They then take the transformer outputs, pass them through an MLP, and use those embeddings for approximate nearest neighbours search on item (pin) space. So in other words, the transformers outputs at each step can be seen as item queries.
To train the model, they use a multi-token prediction task with sampled softmax loss over actual targets, in-batch negatives, and random negatives. To select positives they take all future interactions within a time window, similar to PinnerFormer’s dense all-action loss. The idea is that unlike language modelling, predicting if the user will click pin X after Y or Z doesn’t really matter, you just want the model to be able to predict that they will click it!

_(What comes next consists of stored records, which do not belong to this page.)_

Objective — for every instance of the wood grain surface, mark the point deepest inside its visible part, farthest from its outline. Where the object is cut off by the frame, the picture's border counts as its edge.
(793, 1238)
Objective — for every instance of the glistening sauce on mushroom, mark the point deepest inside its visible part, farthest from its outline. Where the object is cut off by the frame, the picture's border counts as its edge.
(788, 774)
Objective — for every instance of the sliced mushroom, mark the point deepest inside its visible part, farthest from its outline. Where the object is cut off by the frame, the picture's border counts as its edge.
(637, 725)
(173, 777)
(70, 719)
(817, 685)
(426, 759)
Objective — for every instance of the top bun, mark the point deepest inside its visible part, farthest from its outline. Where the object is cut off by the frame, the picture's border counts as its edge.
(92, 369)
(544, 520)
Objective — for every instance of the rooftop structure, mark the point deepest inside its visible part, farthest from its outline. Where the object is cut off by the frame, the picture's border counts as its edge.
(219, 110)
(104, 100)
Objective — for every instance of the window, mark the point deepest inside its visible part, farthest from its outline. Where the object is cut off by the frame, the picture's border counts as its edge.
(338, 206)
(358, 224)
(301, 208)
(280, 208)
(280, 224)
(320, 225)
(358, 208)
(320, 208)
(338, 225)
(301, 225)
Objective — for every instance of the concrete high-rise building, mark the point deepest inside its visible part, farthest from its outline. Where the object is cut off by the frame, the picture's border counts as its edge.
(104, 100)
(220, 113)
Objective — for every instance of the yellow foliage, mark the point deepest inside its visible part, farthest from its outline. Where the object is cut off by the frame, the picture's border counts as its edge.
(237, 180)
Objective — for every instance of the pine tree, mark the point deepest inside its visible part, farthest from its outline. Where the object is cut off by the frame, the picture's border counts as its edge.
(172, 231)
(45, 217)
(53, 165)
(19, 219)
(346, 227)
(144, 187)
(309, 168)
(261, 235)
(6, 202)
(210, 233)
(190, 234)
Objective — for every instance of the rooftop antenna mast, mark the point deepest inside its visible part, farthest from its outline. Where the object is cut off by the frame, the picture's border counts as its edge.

Finally, they also apply outcome-conditioned generation. This is just conditioning the final MLP head on an intended outcome, e.g., repins or clicks. During training, they simply condition on the action of the label they are predicting. However, during inference, this enables them to use action budgets and apply business rules, e.g., suggest 3 pins for clicks and 1 for repin. It is unclear if the model is used directly for ranking or just retrieval though.
So how does this compare to other models? Offline results show that PinRec significantly outperforms SASRec, PinnerFormer, and TIGER. Online A/B tests also show improvements - adjusting outcome budgets shifts user behaviour toward desired actions and delivers significant lifts in key metrics including fulfilled sessions (+0.28%), time spent (+0.55%), and grid clicks (+1.73%).
And with that we have covered the entire paper! Now, in my opinion, while there isn’t anything truly novel about it, it is very interesting to see that combining all the latest trends into one model works at scale and outperforms other non generative retrieval models!